Because the fundamental task many of these programs are doing is neither complicated nor resource intensive.
In the age of cheap custom software solutions everyone should at least try to make something themselves that's fit for purpose. It doesn't take much to be a dangerous professional these days, and certainly more than ever before can a dangerous professional be truly dangerous.
Thank you, I get so confused when people think a $5/vps shouldn't be able to do much. We're talking about 99% of small business that might have 5 concurrent users max.
2 gigs of ram should be considered overkill to cover every single business case for a variety of tools (analytics, mailer/newsletter, CRM, socials, e-commerce).
I heartily agree with you except for the ongoing childhood-screentime pandemic where kids aren't going outside to play, but instead are staying inside, alone, and maybe playing with others virtually, but with more exposure to harm (e.g. gambling). This is clearly going to cause some serious long term generational fallout.
I'm grateful that I got the best of both worlds. When I was young I could play outside with freedom and climb around on highly dangerous playground equipment and now that I'm older and more fragile I get to stay inside on the couch and play amazing video games all day.
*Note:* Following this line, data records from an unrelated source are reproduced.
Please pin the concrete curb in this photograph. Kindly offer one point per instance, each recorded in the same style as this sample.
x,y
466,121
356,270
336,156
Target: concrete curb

It's a shame that kids today don't get the option to do crazy kid stuff while they're young and healthy enough to bounce back from injury. I can't blame the tech for that though. It's parents who don't restrict screentime and our society that thinks it's okay to call the police on parents who let their kids walk down the street unattended.
Agreed--we're already seeing some of that, and I fully support minimizing kids' exposure to that.
I probably should have been explicit that I don't think technology has no downsides--it most certainly does. It's just, IMHO, the benefits outweigh the risks. And, over time, we figure out how to ameliorate the downsides.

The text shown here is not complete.